Micro-Messaging – Data Interchange Standards and Track

I’ve been hard at work over the past week. Having your own company which you are attempting to bootstrap in this economy and sponsoring an academic project with ASU Polytechnic and – in my spare time – working on the challenges of real-time information discovery and participation is exhausting. Never-mind the two children under 6.

I’ve listened to what everyone has had to say regarding the “fire-hose” – or as I tend to refer to it – the question of trackable scope. Karoli took the time to write a very persuasive and passionate post – which you can read here. While we still may not agree weather or not the “fire-hose” is required to make track – I think we understand each other’s point of view. We agree on what is important – if not in which order and why. That is enough for me.

Apparently I was mentioned on the Gillmor Gang on 11/11/2008 – I’ve included the podcast below:

PodCast courtesy of The Gillmor Gang

icon for podpress Standard Podcast [60:12m] Download (746)

The discussion turns to track for the last half or so of the hour. After sitting with my latte this morning and listening (to some parts more than once) I believe I have a clearer understanding of Steve Gillmor’s perspective on the issue.

I completely agree with Steve that establishing a base mechanism for data interchange between real-time/near real-time social media services is going to be critical to the ultimate value delivered. As I’ve discussed on identi.ca we need a real-time data “bus” which moves data in real time from publishers to subscribers. Much the same way an electrical bus moves electricity from generators to consumers. At some point that bus – when widely adopted – will become a standard.

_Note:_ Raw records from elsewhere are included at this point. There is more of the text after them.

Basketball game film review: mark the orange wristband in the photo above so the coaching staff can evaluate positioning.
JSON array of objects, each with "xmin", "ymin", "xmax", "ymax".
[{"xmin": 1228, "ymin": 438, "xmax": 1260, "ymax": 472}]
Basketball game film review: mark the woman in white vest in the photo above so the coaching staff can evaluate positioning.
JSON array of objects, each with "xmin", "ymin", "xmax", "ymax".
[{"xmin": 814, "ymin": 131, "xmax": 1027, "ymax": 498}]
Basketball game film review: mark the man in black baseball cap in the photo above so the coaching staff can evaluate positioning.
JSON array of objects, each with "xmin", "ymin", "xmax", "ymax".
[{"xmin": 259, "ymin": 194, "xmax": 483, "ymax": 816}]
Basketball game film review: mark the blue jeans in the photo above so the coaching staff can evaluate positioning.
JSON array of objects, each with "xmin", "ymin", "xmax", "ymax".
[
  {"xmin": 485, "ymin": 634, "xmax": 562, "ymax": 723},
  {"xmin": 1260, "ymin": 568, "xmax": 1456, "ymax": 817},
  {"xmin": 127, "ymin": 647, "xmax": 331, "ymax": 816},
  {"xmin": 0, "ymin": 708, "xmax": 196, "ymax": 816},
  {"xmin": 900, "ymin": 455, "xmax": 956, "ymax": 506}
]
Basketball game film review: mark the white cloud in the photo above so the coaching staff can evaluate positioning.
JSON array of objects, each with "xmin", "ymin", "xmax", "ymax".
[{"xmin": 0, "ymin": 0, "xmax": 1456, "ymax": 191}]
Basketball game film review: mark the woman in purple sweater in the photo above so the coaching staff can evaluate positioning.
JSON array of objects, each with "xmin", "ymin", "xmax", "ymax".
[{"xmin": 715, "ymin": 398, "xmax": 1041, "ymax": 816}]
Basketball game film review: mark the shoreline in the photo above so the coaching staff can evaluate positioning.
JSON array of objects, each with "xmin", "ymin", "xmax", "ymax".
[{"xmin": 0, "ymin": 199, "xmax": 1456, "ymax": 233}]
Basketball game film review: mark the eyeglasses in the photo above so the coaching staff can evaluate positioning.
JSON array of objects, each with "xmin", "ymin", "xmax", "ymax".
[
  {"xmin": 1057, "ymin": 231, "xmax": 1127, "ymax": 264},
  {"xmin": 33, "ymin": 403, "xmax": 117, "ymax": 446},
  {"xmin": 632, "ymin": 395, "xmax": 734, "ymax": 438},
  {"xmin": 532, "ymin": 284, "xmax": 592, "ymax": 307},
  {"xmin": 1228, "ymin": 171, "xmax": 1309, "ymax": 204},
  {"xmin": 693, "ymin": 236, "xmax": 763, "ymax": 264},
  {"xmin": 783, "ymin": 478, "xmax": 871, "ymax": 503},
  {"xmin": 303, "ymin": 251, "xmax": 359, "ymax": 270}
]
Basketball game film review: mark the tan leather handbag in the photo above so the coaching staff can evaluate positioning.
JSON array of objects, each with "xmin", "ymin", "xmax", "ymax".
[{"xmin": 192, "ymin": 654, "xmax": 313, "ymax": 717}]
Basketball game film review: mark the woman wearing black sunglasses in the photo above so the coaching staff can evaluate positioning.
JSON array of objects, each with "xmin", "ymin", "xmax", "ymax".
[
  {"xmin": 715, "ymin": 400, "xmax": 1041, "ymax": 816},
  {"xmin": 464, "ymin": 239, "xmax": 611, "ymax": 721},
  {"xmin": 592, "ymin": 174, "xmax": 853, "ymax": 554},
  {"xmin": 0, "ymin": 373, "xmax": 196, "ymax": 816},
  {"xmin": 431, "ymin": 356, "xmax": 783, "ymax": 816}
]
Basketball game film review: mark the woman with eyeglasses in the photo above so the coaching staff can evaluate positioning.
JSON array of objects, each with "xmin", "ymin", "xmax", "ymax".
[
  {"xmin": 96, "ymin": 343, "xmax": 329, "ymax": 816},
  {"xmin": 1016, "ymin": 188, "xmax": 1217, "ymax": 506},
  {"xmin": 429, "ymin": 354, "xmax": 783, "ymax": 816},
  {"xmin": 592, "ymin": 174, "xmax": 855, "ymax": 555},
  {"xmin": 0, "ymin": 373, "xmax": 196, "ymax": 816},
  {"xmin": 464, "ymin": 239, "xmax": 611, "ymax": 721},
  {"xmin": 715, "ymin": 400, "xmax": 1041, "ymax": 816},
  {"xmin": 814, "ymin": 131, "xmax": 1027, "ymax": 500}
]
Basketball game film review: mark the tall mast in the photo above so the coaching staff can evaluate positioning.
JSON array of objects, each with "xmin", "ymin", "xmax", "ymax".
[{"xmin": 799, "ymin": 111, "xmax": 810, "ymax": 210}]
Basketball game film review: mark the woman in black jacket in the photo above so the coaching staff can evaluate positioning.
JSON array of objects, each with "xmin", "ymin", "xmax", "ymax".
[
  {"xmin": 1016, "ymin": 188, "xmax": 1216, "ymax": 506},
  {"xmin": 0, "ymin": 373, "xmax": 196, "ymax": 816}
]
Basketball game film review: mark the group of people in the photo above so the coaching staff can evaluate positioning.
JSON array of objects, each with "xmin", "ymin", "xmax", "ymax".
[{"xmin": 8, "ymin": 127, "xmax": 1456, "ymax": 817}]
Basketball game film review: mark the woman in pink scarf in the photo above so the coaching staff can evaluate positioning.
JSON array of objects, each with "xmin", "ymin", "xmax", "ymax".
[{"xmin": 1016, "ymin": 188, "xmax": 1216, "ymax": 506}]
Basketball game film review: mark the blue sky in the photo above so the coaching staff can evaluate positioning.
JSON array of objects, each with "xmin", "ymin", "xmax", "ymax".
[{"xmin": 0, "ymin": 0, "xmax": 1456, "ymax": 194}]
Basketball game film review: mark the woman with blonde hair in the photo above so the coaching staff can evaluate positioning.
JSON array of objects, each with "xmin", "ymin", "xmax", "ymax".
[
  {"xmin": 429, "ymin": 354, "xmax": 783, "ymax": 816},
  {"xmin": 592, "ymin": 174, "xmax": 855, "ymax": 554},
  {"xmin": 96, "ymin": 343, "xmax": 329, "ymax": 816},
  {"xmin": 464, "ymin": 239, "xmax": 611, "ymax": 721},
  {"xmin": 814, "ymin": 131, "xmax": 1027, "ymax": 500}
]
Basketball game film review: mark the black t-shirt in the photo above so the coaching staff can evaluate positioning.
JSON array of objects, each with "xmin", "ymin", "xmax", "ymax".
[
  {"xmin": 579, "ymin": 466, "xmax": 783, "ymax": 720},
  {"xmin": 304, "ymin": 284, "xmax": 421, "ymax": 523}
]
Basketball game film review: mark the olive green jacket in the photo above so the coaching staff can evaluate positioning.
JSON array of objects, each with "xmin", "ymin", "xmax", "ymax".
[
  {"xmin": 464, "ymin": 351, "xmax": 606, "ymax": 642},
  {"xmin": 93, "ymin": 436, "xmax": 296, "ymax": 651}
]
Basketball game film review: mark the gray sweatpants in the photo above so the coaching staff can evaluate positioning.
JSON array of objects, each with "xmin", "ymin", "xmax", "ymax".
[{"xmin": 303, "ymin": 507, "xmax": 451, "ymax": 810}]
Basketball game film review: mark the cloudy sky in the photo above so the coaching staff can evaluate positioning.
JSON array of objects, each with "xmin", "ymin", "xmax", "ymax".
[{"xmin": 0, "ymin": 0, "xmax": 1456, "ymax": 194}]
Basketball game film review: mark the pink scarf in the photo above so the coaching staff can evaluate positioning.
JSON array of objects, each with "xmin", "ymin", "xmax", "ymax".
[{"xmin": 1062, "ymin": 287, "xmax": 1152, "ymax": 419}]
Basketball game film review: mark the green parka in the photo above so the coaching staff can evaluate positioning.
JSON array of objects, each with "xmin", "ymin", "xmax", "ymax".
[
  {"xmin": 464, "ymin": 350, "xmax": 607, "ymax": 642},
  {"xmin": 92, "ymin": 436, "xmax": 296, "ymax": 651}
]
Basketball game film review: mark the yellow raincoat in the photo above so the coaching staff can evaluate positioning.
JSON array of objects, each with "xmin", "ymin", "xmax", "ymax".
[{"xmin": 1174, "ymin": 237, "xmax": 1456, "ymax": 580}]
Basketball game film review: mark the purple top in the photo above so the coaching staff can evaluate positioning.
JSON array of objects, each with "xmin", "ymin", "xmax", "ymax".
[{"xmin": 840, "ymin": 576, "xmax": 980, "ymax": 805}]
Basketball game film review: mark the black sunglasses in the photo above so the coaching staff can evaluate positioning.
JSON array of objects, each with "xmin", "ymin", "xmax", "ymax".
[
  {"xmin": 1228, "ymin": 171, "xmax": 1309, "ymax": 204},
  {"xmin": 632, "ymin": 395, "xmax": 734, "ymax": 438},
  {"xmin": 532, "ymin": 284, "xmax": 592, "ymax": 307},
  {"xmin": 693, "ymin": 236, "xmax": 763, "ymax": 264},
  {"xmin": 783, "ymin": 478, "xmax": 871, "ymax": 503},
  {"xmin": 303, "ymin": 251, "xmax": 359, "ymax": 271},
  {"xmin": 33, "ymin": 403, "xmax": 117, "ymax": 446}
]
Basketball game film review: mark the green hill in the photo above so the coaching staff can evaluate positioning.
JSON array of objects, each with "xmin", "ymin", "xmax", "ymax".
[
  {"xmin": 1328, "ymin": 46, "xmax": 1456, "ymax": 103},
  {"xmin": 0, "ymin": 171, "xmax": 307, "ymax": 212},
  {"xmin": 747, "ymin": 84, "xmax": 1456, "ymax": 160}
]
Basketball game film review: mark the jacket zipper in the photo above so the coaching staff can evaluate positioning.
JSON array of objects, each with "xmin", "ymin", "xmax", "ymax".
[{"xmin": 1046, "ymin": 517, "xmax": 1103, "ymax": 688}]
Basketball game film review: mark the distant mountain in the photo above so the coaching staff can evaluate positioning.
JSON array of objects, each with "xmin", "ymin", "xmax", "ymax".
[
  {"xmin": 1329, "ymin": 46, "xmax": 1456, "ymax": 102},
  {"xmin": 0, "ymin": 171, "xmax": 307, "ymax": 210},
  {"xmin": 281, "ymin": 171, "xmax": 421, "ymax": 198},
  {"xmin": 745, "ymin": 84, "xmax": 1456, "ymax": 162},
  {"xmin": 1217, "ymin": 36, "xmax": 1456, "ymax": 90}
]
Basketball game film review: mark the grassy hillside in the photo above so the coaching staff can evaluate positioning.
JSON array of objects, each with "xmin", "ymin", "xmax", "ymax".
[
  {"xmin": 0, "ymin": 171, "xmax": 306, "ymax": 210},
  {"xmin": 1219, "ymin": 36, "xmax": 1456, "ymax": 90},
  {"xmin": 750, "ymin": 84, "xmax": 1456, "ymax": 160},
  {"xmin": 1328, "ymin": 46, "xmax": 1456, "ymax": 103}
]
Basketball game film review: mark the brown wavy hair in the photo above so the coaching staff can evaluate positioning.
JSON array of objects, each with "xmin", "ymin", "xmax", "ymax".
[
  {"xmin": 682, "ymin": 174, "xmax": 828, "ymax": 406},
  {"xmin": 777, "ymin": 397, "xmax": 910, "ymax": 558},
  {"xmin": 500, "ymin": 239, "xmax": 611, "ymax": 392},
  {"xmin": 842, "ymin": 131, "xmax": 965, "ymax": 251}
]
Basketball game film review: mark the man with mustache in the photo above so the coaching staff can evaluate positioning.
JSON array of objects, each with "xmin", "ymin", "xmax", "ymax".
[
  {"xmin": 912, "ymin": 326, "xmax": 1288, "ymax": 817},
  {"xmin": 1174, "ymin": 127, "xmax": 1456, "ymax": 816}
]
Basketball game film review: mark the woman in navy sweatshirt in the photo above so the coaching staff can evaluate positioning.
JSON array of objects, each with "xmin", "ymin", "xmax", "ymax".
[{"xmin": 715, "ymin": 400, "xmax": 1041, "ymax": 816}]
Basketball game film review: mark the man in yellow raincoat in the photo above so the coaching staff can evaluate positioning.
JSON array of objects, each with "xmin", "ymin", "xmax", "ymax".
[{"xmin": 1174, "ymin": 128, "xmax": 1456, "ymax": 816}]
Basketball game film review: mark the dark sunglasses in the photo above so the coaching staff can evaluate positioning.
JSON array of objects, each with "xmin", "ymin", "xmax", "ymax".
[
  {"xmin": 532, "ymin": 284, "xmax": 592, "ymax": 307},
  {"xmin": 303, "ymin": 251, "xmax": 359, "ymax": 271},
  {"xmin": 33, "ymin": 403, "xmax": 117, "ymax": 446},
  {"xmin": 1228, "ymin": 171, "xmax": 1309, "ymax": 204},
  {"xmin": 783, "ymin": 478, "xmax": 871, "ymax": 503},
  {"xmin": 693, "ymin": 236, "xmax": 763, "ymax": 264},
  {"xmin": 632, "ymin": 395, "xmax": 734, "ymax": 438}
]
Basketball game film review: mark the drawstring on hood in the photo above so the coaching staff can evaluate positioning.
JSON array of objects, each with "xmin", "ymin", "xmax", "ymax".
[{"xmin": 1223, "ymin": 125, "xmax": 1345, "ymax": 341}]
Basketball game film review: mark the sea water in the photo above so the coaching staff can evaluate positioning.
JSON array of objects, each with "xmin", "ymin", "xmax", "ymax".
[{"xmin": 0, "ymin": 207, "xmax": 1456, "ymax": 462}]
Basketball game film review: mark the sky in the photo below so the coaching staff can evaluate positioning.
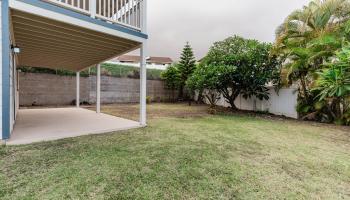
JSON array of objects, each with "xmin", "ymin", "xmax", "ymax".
[{"xmin": 135, "ymin": 0, "xmax": 309, "ymax": 61}]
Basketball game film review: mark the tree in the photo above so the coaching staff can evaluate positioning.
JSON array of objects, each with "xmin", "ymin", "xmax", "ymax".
[
  {"xmin": 273, "ymin": 0, "xmax": 350, "ymax": 100},
  {"xmin": 178, "ymin": 42, "xmax": 196, "ymax": 99},
  {"xmin": 203, "ymin": 36, "xmax": 280, "ymax": 109},
  {"xmin": 186, "ymin": 65, "xmax": 221, "ymax": 107},
  {"xmin": 161, "ymin": 64, "xmax": 181, "ymax": 101}
]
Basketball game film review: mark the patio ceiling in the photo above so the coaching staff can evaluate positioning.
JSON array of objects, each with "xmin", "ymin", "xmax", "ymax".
[{"xmin": 11, "ymin": 10, "xmax": 140, "ymax": 71}]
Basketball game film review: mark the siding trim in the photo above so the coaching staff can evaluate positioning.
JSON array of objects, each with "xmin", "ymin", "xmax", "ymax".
[{"xmin": 1, "ymin": 0, "xmax": 10, "ymax": 140}]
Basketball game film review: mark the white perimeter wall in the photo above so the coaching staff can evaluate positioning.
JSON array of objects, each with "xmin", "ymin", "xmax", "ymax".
[{"xmin": 209, "ymin": 88, "xmax": 298, "ymax": 119}]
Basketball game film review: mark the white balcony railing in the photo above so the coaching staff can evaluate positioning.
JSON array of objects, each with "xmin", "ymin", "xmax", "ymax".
[{"xmin": 44, "ymin": 0, "xmax": 146, "ymax": 32}]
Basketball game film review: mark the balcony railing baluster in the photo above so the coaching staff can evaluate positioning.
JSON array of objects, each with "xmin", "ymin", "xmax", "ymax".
[{"xmin": 43, "ymin": 0, "xmax": 144, "ymax": 31}]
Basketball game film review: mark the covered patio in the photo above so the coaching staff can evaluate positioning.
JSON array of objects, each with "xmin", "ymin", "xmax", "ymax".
[
  {"xmin": 7, "ymin": 108, "xmax": 142, "ymax": 145},
  {"xmin": 0, "ymin": 1, "xmax": 148, "ymax": 145}
]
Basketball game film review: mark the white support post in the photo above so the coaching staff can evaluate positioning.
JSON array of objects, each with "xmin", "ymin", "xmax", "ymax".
[
  {"xmin": 140, "ymin": 41, "xmax": 147, "ymax": 126},
  {"xmin": 89, "ymin": 0, "xmax": 96, "ymax": 18},
  {"xmin": 75, "ymin": 72, "xmax": 80, "ymax": 108},
  {"xmin": 96, "ymin": 64, "xmax": 101, "ymax": 113},
  {"xmin": 140, "ymin": 0, "xmax": 147, "ymax": 34}
]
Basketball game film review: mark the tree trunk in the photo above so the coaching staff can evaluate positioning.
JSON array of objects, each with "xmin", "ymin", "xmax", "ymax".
[
  {"xmin": 300, "ymin": 75, "xmax": 309, "ymax": 100},
  {"xmin": 179, "ymin": 85, "xmax": 184, "ymax": 100},
  {"xmin": 221, "ymin": 89, "xmax": 240, "ymax": 111}
]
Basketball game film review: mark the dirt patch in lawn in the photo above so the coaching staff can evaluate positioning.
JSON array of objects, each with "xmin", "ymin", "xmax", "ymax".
[{"xmin": 86, "ymin": 103, "xmax": 209, "ymax": 120}]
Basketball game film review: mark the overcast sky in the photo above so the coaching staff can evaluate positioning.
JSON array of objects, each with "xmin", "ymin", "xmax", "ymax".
[{"xmin": 134, "ymin": 0, "xmax": 309, "ymax": 60}]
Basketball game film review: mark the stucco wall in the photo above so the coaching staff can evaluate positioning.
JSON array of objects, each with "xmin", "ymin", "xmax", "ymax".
[
  {"xmin": 0, "ymin": 1, "xmax": 3, "ymax": 140},
  {"xmin": 206, "ymin": 88, "xmax": 298, "ymax": 119},
  {"xmin": 19, "ymin": 73, "xmax": 171, "ymax": 106}
]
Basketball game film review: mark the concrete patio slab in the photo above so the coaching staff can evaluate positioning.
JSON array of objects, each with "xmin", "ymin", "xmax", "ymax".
[{"xmin": 6, "ymin": 108, "xmax": 141, "ymax": 145}]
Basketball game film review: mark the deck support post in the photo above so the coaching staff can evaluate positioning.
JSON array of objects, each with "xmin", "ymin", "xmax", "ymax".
[
  {"xmin": 140, "ymin": 41, "xmax": 147, "ymax": 126},
  {"xmin": 75, "ymin": 72, "xmax": 80, "ymax": 108},
  {"xmin": 96, "ymin": 64, "xmax": 101, "ymax": 113}
]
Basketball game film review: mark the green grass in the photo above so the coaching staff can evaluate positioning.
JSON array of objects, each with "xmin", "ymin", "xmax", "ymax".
[{"xmin": 0, "ymin": 105, "xmax": 350, "ymax": 199}]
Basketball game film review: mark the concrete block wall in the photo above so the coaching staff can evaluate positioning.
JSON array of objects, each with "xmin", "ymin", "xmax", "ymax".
[
  {"xmin": 19, "ymin": 73, "xmax": 171, "ymax": 106},
  {"xmin": 19, "ymin": 72, "xmax": 89, "ymax": 106}
]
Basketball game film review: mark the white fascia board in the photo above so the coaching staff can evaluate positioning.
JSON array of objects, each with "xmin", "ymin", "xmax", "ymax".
[{"xmin": 9, "ymin": 0, "xmax": 147, "ymax": 43}]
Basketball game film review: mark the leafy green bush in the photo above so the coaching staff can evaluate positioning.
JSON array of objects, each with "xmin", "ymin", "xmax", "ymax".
[{"xmin": 202, "ymin": 36, "xmax": 280, "ymax": 109}]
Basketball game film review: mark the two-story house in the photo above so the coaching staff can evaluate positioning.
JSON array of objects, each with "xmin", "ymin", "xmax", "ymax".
[{"xmin": 0, "ymin": 0, "xmax": 148, "ymax": 144}]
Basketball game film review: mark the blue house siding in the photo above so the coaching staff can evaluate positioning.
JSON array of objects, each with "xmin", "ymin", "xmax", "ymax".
[
  {"xmin": 1, "ymin": 0, "xmax": 10, "ymax": 140},
  {"xmin": 18, "ymin": 0, "xmax": 148, "ymax": 39}
]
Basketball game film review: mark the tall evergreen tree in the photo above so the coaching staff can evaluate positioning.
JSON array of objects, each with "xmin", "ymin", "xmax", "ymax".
[{"xmin": 178, "ymin": 42, "xmax": 196, "ymax": 99}]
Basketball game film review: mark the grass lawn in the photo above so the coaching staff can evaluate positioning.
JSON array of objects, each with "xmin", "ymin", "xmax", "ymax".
[{"xmin": 0, "ymin": 104, "xmax": 350, "ymax": 199}]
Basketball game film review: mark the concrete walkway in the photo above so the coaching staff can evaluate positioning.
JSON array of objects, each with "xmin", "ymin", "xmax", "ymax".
[{"xmin": 6, "ymin": 108, "xmax": 141, "ymax": 145}]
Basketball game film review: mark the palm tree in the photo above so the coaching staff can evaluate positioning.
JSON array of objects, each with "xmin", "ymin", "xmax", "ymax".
[{"xmin": 273, "ymin": 0, "xmax": 350, "ymax": 98}]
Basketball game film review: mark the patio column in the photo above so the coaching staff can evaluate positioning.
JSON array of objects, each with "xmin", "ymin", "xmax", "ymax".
[
  {"xmin": 140, "ymin": 41, "xmax": 147, "ymax": 126},
  {"xmin": 75, "ymin": 72, "xmax": 80, "ymax": 108},
  {"xmin": 96, "ymin": 64, "xmax": 101, "ymax": 113}
]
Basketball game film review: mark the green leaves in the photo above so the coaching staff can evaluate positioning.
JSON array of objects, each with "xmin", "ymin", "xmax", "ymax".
[{"xmin": 198, "ymin": 36, "xmax": 280, "ymax": 108}]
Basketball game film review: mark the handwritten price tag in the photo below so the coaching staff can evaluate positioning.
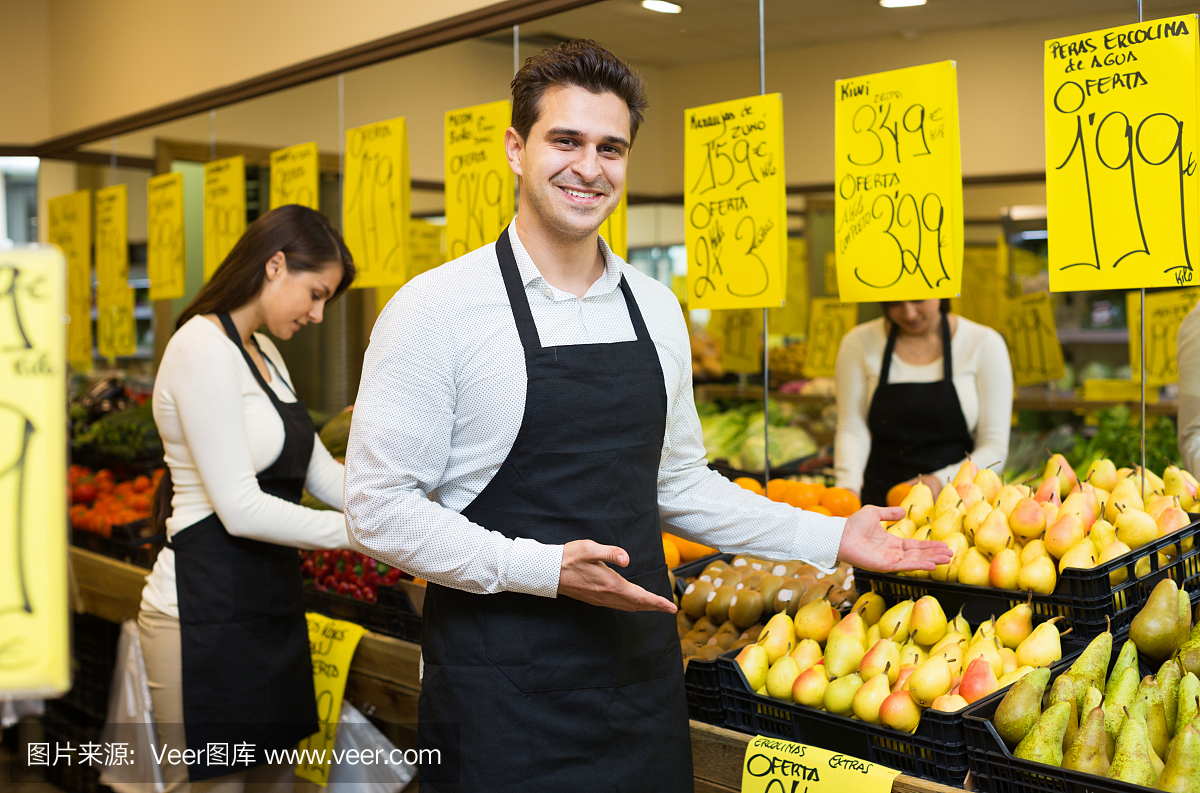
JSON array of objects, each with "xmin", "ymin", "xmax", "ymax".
[
  {"xmin": 95, "ymin": 185, "xmax": 138, "ymax": 359},
  {"xmin": 204, "ymin": 156, "xmax": 246, "ymax": 283},
  {"xmin": 742, "ymin": 735, "xmax": 900, "ymax": 793},
  {"xmin": 271, "ymin": 143, "xmax": 320, "ymax": 209},
  {"xmin": 146, "ymin": 174, "xmax": 187, "ymax": 300},
  {"xmin": 445, "ymin": 100, "xmax": 516, "ymax": 259},
  {"xmin": 804, "ymin": 298, "xmax": 858, "ymax": 377},
  {"xmin": 1045, "ymin": 14, "xmax": 1200, "ymax": 292},
  {"xmin": 834, "ymin": 61, "xmax": 962, "ymax": 302},
  {"xmin": 48, "ymin": 190, "xmax": 91, "ymax": 372},
  {"xmin": 0, "ymin": 247, "xmax": 71, "ymax": 698},
  {"xmin": 296, "ymin": 612, "xmax": 366, "ymax": 787},
  {"xmin": 1003, "ymin": 292, "xmax": 1063, "ymax": 385},
  {"xmin": 1126, "ymin": 287, "xmax": 1200, "ymax": 383},
  {"xmin": 684, "ymin": 94, "xmax": 787, "ymax": 309},
  {"xmin": 343, "ymin": 119, "xmax": 412, "ymax": 289},
  {"xmin": 708, "ymin": 308, "xmax": 762, "ymax": 374}
]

I’ll be posting more about the bus early next week.

I believe – and I am quite certain history bears this out – that standards develop because they benefit the services that implement them. In most cases this is because the interchange of data in some structured way is required to unlock the full value of a particular service or solution. We’ve seen this evolution in the past – email is an excellent example. Prior to SMTP every major producer of email systems had a “standard” for routing email between users. SMTP became dominant because it became more valuable to have email that could be exchanged with anyone than to have email without that capability. As a matter of fact it became a deal breaker if you couldn’t send email to anyone.

A counter example can be found in the world of Instant Messaging. After nearly 10 years there is no dominant standard. Each network implements it’s own standard and perhaps bridges messages to other standards. AIM uses OSCAR, GTalk uses XMPP, MSN uses SIP/SIMPLE. You want them all – you need a clever developer who creates a client that can talk to all 3.

There are many reasons that these standards either emerge or fail to emerge. But I’m fairly certain that it has rarely been the case that the standard was implemented because a small, vocal community of users insisted on it. I am very certain that the majority of standards become dominant is because there is a business imperative which makes using a standard more valuable than not.

Call me cynical – but that is how the world works. The question isn’t should there be a widely implemented standard for real-time micro-messaging, the question is what is the win-win? What is the business imperative that will drive widespread adoption? Specifically – how does it benefit Twitter to publish everything to the real-time messaging bus?

My contention is – as I’ve said before:

When compelling and broadly adopted services exist, which demand real-time un-scoped access to multiple underlying services, the individual services will have no choice but to “open their kimono” or face massive user defection.

The key part of that statement is “broadly adopted services exist“. My opinion is that we have to focus on the value proposition. What are the problems being solved and why are the valuable to users?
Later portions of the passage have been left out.